É muito comum ouvir comentários de que o voto nulo é um meio de protesto, uma demonstração de indignação em relação ao atual cenário político. Há inclusive um mito, espalhado pela Internet, de que mais de 50% de votos nulos anulariam a eleição.

Antes de explicar os verdadeiros motivos capazes de invalidar uma eleição, é preciso esclarecer algumas dúvidas a respeito dos votos brancos e nulos.

Na prática a diferença é muito simples. Para votar em branco existe uma tecla na urna eletrônica com essa finalidade. Já para votar nulo é preciso digitar um número inexistente, inválido. A urna vai exibir a mensagem de erro “número incorreto, corrija seu voto”. É só apertar a tecla confirma e pronto: o voto é considerado nulo.


Os votos brancos não são computados para os resultados da votação desde 1997, com a Lei 9.504/97. Eles são excluídos dos cálculos tanto para determinar quem vence, quanto para o cálculo do quociente eleitoral (quantidade de vagas a que cada partido tem direito).

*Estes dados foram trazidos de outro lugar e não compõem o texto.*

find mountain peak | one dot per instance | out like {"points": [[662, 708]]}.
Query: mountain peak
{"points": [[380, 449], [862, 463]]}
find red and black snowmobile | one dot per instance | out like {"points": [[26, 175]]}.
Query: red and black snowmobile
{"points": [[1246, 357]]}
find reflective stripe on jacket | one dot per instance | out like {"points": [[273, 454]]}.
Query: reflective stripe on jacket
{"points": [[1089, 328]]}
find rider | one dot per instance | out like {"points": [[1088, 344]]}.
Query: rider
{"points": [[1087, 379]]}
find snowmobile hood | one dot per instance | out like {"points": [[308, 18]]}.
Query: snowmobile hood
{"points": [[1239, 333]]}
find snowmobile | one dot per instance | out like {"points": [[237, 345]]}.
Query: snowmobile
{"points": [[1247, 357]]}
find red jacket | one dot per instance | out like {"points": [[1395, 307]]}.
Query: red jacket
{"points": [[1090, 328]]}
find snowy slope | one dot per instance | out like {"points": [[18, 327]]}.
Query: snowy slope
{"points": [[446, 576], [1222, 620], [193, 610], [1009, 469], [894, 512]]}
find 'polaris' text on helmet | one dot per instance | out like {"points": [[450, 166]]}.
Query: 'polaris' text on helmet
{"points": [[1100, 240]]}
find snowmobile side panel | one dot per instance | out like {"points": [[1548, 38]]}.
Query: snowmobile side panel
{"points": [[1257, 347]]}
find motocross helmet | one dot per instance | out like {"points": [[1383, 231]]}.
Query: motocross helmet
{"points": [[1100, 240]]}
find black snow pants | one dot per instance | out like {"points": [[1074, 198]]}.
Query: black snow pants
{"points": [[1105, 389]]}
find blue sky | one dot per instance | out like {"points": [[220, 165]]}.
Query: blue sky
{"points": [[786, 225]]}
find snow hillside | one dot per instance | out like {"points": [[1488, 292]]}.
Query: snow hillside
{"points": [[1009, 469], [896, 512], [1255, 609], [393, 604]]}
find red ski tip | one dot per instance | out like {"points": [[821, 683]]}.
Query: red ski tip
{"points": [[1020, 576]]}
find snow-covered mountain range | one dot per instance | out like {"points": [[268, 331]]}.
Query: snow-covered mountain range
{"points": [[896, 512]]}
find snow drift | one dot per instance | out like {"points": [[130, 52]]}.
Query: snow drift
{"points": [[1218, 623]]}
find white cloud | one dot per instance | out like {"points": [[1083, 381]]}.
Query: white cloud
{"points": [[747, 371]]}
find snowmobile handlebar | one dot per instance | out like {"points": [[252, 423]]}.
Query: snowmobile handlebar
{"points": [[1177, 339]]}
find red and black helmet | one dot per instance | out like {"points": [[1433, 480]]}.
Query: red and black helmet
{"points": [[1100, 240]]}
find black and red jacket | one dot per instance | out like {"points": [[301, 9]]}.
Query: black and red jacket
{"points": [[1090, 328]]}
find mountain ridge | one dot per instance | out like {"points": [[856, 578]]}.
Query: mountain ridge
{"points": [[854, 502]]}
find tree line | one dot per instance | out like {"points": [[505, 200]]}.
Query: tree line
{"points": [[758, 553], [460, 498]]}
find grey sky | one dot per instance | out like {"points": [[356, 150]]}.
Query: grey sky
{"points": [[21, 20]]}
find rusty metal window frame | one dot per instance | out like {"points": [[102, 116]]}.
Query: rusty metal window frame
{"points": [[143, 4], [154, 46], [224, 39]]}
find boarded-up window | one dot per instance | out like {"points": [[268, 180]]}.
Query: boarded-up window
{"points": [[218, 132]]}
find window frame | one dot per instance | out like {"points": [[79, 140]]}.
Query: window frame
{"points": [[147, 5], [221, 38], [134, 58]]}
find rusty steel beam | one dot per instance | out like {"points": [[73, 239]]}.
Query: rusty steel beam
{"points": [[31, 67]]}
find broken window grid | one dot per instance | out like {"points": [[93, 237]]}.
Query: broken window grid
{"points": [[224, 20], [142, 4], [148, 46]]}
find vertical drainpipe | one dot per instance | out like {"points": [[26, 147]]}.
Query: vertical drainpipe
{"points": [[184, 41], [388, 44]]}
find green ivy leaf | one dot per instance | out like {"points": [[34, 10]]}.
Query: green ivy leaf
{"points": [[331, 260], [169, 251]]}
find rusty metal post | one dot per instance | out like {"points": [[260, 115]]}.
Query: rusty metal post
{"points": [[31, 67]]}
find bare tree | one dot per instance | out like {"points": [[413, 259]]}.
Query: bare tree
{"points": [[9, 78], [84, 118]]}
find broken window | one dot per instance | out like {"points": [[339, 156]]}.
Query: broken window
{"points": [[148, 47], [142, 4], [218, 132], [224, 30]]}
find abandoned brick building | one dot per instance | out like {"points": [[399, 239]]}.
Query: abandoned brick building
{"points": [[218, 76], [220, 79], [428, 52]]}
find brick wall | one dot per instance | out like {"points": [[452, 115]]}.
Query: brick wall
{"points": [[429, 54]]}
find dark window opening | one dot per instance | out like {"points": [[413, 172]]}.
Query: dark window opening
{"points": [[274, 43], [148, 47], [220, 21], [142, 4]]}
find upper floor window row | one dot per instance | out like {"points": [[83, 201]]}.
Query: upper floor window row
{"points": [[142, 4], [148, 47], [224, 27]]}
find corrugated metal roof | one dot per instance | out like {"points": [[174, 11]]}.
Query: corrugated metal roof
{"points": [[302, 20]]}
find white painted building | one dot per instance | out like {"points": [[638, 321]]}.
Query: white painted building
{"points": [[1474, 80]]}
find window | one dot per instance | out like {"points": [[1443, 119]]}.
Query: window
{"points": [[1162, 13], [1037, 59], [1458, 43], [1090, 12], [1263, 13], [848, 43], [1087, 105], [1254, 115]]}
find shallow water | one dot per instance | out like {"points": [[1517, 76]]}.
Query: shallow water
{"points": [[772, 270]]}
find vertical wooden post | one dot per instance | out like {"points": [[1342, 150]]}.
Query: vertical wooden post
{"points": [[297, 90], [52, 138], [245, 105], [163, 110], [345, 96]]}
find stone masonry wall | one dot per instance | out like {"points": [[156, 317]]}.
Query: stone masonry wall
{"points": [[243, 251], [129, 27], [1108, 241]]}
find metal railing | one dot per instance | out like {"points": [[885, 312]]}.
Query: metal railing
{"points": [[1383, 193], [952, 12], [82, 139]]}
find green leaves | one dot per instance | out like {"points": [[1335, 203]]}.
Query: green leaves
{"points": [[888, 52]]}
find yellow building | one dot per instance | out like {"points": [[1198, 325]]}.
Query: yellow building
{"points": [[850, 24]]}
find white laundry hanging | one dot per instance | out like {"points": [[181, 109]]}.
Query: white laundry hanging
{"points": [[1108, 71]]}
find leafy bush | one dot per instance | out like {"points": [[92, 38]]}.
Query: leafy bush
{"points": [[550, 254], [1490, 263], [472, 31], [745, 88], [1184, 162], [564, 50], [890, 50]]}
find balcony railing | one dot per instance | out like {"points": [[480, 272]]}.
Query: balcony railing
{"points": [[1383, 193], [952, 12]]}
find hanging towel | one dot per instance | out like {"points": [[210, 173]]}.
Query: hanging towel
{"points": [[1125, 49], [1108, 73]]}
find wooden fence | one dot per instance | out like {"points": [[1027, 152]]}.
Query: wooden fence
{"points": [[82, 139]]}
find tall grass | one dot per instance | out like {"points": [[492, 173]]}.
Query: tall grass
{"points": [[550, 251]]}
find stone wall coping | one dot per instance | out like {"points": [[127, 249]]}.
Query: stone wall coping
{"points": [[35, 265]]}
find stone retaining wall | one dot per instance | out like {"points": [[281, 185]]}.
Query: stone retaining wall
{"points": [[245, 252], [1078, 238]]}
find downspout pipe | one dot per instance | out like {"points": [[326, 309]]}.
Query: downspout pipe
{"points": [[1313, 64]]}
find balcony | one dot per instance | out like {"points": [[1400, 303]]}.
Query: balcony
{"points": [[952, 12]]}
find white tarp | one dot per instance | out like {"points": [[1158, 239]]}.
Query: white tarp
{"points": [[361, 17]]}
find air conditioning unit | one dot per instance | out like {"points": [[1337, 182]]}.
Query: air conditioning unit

E, ao contrário do que alguns podem pensar, os votos brancos não são acrescentados a nenhum candidato.


Voto nulo e nulidade da votação

Voltemos à polêmica do voto nulo. O Código Eleitoral prevê, no artigo 224, que “Se a nulidade atingir a mais de metade dos votos do País nas eleições presidenciais, do Estado nas eleições federais e estaduais, ou do Município nas eleições municipais, julgar-se-ão prejudicadas as demais votações, e o Tribunal marcará dia para nova eleição dentro do prazo de 20 (vinte) a 40 (quarenta) dias”.

O problema é que muita gente não sabe que existe diferença entre VOTO NULO E NULIDADE DA VOTAÇÃO. Uma eleição pode ser anulada por ocorrências específicas previstas na Lei 4.737, dos artigos 220 a 222, do Código Eleitoral. Entre os motivos para que isso aconteça estão atos ilícitos, como fraudes em documentos, coação de eleitores, entre outros.

É importante destacar que a anulação acontece por decisão judicial e não pelo voto nulo. Se mesmo assim o eleitor decidir pelo voto nulo ou branco, ele deve fazê-lo consciente, ou seja, sabendo que este não é um instrumento de mudança, mas que pode, pelo menos, demonstrar sua insatisfação.